Class JniWrapper

java.lang.Object
org.apache.arrow.dataset.file.JniWrapper

public class JniWrapper extends Object
JniWrapper for filesystem based Dataset implementations.
  • Method Details

    • get

      public static JniWrapper get()
    • makeFileSystemDatasetFactory

      public long makeFileSystemDatasetFactory(String uri, int fileFormat, String[] serializedFragmentScanOptions)
      Create FileSystemDatasetFactory and return its native pointer. The pointer is pointing to a intermediate shared_ptr of the factory instance.
      Parameters:
      uri - file uri to read, either a file or a directory
      fileFormat - file format ID.
      serializedFragmentScanOptions - serialized FragmentScanOptions.
      Returns:
      the native pointer of the arrow::dataset::FileSystemDatasetFactory instance.
      See Also:
    • makeFileSystemDatasetFactoryWithFiles

      public long makeFileSystemDatasetFactoryWithFiles(String[] uris, int fileFormat, String[] serializedFragmentScanOptions)
      Create FileSystemDatasetFactory and return its native pointer.
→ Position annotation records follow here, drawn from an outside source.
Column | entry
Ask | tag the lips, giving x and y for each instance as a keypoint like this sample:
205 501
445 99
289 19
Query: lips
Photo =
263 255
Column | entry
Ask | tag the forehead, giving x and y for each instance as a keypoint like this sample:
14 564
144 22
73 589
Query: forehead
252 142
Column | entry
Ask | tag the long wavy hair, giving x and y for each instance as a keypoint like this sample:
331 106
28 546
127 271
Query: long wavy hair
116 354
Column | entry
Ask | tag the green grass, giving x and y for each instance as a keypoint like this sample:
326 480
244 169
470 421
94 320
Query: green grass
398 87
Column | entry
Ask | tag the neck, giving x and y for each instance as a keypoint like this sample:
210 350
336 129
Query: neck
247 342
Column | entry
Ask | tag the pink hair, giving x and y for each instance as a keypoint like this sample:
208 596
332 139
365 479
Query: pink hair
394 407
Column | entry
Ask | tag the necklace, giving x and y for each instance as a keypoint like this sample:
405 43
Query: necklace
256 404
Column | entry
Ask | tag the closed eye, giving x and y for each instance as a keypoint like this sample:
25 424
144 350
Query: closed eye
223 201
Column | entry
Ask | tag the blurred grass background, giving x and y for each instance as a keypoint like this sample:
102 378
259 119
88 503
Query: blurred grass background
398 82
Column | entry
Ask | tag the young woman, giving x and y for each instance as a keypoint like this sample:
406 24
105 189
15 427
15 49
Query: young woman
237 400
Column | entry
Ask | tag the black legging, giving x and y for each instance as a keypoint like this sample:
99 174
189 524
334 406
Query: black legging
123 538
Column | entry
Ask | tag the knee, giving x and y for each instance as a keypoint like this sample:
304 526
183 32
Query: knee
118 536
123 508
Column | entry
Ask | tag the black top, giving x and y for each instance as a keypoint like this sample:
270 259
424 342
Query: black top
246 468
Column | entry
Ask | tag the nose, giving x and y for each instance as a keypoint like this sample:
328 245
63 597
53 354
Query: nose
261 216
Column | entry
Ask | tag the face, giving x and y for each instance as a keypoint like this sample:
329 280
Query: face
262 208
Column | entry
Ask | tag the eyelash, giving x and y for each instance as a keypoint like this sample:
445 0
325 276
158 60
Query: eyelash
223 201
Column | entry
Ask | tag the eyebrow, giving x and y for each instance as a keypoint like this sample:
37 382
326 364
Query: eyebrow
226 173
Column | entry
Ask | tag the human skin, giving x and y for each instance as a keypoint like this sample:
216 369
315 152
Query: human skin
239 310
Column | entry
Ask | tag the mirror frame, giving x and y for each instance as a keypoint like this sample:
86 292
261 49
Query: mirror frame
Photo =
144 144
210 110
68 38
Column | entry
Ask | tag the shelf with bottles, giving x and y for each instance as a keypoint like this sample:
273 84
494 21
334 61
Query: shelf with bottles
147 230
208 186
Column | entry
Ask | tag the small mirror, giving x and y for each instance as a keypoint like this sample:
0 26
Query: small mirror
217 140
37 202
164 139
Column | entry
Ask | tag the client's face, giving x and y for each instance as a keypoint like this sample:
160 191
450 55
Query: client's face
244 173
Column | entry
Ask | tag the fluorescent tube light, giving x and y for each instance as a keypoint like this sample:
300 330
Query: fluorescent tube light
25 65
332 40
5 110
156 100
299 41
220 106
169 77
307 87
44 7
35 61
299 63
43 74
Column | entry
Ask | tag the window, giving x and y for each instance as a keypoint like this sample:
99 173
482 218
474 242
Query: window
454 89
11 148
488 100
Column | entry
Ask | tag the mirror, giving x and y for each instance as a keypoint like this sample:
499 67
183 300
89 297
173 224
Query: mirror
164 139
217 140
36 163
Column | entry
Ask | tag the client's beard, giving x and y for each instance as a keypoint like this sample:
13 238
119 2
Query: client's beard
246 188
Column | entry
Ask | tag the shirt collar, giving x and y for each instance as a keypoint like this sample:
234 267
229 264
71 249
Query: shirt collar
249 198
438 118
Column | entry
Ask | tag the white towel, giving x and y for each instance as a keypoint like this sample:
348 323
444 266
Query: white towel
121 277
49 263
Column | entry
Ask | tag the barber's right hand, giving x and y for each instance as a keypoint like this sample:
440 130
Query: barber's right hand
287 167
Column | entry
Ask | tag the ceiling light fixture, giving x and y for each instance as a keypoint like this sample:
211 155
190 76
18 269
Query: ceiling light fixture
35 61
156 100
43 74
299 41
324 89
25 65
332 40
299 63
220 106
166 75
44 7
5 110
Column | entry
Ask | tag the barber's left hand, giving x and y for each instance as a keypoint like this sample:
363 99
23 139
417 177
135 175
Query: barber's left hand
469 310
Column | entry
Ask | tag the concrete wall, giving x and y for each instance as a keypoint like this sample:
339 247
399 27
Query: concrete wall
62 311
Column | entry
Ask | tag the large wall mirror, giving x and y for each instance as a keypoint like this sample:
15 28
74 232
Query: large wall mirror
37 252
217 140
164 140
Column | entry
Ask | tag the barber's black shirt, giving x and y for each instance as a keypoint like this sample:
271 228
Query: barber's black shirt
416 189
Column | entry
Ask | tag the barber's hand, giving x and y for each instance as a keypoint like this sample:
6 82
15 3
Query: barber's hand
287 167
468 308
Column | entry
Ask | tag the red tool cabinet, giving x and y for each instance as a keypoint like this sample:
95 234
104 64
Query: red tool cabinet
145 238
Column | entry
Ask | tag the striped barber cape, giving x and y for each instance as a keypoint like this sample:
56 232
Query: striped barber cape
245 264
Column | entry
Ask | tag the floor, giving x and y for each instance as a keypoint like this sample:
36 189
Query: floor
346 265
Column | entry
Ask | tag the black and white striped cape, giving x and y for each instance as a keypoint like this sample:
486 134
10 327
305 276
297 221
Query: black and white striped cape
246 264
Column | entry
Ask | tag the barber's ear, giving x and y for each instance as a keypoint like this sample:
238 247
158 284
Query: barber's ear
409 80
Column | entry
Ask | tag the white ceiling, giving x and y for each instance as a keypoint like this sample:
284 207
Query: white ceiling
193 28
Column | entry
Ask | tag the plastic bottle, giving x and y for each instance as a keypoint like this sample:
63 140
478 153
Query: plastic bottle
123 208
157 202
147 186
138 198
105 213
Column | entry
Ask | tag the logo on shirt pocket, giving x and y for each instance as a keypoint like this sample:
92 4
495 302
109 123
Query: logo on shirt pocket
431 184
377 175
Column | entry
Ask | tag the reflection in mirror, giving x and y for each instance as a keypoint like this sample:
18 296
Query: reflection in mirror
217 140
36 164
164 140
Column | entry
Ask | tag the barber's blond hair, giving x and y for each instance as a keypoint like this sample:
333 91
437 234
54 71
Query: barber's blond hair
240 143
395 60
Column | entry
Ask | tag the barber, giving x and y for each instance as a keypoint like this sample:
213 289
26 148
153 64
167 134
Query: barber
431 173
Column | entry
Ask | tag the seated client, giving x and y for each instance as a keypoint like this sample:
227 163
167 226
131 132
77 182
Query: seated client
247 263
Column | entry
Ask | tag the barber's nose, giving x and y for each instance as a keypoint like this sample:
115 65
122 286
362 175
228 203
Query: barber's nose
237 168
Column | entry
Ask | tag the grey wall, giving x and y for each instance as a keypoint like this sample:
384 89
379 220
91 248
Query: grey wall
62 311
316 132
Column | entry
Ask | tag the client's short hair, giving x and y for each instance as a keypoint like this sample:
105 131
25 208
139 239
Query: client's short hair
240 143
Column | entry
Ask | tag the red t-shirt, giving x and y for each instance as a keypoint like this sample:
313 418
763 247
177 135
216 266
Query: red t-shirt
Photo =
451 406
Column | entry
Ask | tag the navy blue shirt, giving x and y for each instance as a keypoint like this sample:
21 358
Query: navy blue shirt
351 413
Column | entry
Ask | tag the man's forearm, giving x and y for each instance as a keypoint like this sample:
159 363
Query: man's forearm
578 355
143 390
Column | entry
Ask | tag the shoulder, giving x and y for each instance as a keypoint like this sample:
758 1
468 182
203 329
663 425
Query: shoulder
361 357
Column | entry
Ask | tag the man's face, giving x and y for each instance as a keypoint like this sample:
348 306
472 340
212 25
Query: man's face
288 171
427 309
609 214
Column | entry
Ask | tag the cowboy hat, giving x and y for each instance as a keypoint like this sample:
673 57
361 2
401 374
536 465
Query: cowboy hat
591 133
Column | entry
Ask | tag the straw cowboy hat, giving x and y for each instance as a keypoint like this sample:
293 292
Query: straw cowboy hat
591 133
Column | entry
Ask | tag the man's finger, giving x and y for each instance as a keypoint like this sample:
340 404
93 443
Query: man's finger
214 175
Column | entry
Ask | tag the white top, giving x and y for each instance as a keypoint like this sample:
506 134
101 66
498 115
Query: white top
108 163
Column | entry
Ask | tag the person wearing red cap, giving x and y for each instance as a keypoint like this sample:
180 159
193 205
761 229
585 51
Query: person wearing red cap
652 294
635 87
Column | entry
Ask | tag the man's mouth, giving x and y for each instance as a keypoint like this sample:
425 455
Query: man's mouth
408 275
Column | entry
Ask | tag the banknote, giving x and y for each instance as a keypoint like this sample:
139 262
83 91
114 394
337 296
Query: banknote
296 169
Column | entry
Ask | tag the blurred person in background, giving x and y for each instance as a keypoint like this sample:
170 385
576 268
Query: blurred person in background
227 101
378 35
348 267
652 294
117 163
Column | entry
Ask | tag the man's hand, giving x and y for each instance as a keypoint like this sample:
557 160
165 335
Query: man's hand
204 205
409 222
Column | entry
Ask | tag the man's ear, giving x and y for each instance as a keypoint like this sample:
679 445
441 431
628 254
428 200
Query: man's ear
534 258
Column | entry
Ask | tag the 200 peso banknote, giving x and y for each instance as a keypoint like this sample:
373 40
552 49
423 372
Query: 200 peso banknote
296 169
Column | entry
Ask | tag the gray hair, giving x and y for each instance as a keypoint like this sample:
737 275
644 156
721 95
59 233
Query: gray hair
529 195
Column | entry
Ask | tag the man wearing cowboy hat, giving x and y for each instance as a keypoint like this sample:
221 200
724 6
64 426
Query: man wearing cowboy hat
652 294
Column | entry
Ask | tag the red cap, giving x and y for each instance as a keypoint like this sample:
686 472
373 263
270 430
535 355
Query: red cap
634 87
The pointer is pointing to a intermediate shared_ptr of the factory instance.
      Parameters:
      uris - List of file uris to read, each path pointing to an individual file
      fileFormat - file format ID.
      serializedFragmentScanOptions - serialized FragmentScanOptions.
      Returns:
      the native pointer of the arrow::dataset::FileSystemDatasetFactory instance.
      See Also:
    • writeFromScannerToFile

      public void writeFromScannerToFile(long streamAddress, long fileFormat, String uri, String[] partitionColumns, int maxPartitions, String baseNameTemplate)
      Write the content in a ArrowArrayStream into files. This internally depends on C++ write API: FileSystemDataset::Write.
      Parameters:
      streamAddress - the ArrowArrayStream address
      fileFormat - target file format (ID)
      uri - target file uri
      partitionColumns - columns used to partition output files
      maxPartitions - maximum partitions to be included in written files
      baseNameTemplate - file name template used to make partitions. E.g. "dat_{i}", i is current partition ID around all written files.